Par la suite je pensais que cela venait de notre connexion car on avait changer d'opérateur pour diverses raisons (de orange vers bouygues) mais le FAI nous a confirmer que cela ne venait pas de notre ligne mais d'un problème matériel. Du coup mon conjoint à connecté son pc portable en filaire ou wifi et cela na  aucun incident sur la connexion. 
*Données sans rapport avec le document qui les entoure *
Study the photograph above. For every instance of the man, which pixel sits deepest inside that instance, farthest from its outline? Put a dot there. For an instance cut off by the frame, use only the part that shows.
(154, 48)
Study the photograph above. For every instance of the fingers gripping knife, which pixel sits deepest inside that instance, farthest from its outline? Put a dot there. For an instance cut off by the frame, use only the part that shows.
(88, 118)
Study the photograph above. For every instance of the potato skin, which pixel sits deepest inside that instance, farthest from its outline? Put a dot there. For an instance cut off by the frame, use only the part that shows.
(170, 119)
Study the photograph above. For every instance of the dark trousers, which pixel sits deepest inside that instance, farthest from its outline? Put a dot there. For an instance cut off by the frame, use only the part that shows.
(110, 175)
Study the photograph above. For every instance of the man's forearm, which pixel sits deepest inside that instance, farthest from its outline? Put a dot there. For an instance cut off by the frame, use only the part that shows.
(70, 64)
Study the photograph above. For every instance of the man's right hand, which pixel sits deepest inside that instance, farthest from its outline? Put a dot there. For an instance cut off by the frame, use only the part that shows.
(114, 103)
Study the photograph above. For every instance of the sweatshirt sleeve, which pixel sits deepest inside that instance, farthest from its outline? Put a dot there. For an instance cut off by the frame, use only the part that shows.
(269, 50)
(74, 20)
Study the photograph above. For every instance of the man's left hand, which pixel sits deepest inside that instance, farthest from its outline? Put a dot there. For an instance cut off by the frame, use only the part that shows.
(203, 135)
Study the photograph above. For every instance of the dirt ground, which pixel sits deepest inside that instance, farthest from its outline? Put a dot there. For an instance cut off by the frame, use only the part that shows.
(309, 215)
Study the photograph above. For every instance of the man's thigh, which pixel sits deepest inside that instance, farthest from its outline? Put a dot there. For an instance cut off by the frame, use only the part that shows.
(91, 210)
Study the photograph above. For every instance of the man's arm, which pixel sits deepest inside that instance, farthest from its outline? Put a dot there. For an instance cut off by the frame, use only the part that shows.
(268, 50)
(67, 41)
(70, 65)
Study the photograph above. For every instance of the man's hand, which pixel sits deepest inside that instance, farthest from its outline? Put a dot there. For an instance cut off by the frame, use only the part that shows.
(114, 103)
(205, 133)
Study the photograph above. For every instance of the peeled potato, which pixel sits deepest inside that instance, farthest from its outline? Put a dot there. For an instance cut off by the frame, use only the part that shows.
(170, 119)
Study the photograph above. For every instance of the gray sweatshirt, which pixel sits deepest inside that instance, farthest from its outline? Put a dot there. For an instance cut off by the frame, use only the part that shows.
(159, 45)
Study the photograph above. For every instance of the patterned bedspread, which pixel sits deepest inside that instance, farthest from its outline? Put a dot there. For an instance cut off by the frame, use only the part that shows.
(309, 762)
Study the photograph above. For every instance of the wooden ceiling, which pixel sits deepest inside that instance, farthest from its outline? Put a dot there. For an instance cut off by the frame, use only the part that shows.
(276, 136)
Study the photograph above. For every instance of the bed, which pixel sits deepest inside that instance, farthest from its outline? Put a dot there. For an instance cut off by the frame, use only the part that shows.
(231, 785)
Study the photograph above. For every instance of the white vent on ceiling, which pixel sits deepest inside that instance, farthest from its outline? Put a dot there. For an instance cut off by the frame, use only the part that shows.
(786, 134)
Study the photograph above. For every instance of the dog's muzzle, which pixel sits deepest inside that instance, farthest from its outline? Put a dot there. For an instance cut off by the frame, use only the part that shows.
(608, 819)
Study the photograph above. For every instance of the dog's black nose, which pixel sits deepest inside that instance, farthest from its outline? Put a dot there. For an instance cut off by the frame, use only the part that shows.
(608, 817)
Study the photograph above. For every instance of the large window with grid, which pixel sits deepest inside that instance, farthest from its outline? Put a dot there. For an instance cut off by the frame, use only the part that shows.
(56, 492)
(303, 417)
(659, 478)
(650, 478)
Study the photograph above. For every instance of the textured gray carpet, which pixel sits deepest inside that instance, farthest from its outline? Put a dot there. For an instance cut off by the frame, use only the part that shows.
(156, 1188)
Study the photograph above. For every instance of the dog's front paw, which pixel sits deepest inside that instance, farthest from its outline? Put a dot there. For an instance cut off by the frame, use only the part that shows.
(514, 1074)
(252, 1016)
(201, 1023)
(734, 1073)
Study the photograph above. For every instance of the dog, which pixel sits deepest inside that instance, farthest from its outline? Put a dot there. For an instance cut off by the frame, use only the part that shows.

Du coup je me tourne vers vous pour savoir si ça pouvait venir d'un problème du au changement de carte mère (sachant que chez orange tout marchait pour le mieux) ou cela viendrait de ma connexion (sachant qu'un pc portable assez vieux sous vista arrive à se connecter normalement sans aucune anomalie sur le reste du réseau) 

Merci d'avance


----------



## kaos (10 Mai 2017)

Cela pourrait venir d'un conflit d'adresse IP, en tout cas je penche plus pour ça que pour un problème de bande passante a moins que ton activité sur ton Mac n'entraine une grosse demande sur le réseau (streaming ou P2P ou grosses mise a jour automatiques ?)

*Coté Mac.*

-Certains Malwares peuvent aussi s’accaparer la bande passante a des fins de Spaming.
Télécharge Malwarebyte, fais la mise a jour et scan l'ordinateur. (ça dure 2 secondes)
_C'est un logiciel a avoir de nos jours._

-Regarde aussi les logiciels qui se lancent au démarrage (Prefs systeme/utilisateurs et comptes/ouverture) Si un logiciel n'as pas sa place, l'enlever tout simplement.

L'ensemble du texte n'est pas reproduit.